I had overlooked that you came across this issue with bazel 6, but now realize that they probably already know roughly or exactly what is needed for the tensorflow side.

tpopp avatar Mar 22 '23 10:03 tpopp

It looks like I was mistaken that Tensorflow still needs this either unless I did something wrong. If you want to update your PR to remove this completely, I can shepherd it through, so you get credit.

tpopp avatar Mar 30 '23 09:03 tpopp

Sure, give me a minute. Remove as in remove the files, or leave them empty? Asking because some of the patches have a "do not delete even if empty" note, although this one doesn't.

nicholasjng avatar Mar 30 '23 10:03 nicholasjng

You can fully remove it as long as you remove the reference to the patch file like here: https://github.com/openxla/xla/blob/main/third_party/llvm/workspace.bzl#L23

tpopp avatar Mar 30 '23 11:03 tpopp

Done!

nicholasjng avatar Mar 30 '23 11:03 nicholasjng

So unfortunately, do to the way we mirror code between Google and this github repository, i need to create a separate commit to do this.
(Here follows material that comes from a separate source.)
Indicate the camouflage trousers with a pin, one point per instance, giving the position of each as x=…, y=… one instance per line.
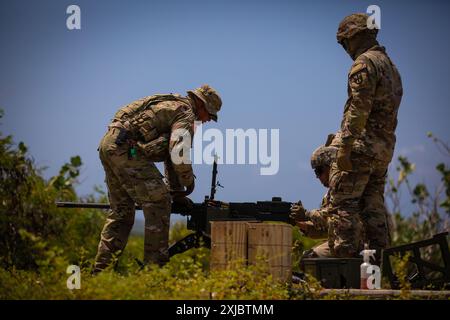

I will try to accredit it to you though, and update here once it is landed

tpopp avatar Apr 03 '23 15:04 tpopp

https://github.com/openxla/xla/commit/a3e20fbb13887320f756c27b4f1ddae12e3e630c landed this with a bunch of other formatting changes for some reason

tpopp avatar Apr 03 '23 16:04 tpopp

I should have suggested you add yourself as author too while you were at it, but you were too quick on the draw ;)

Thanks! Really appreciate the followups and continued updates, even though most of the logs were not openly accessible.

nicholasjng avatar Apr 03 '23 17:04 nicholasjng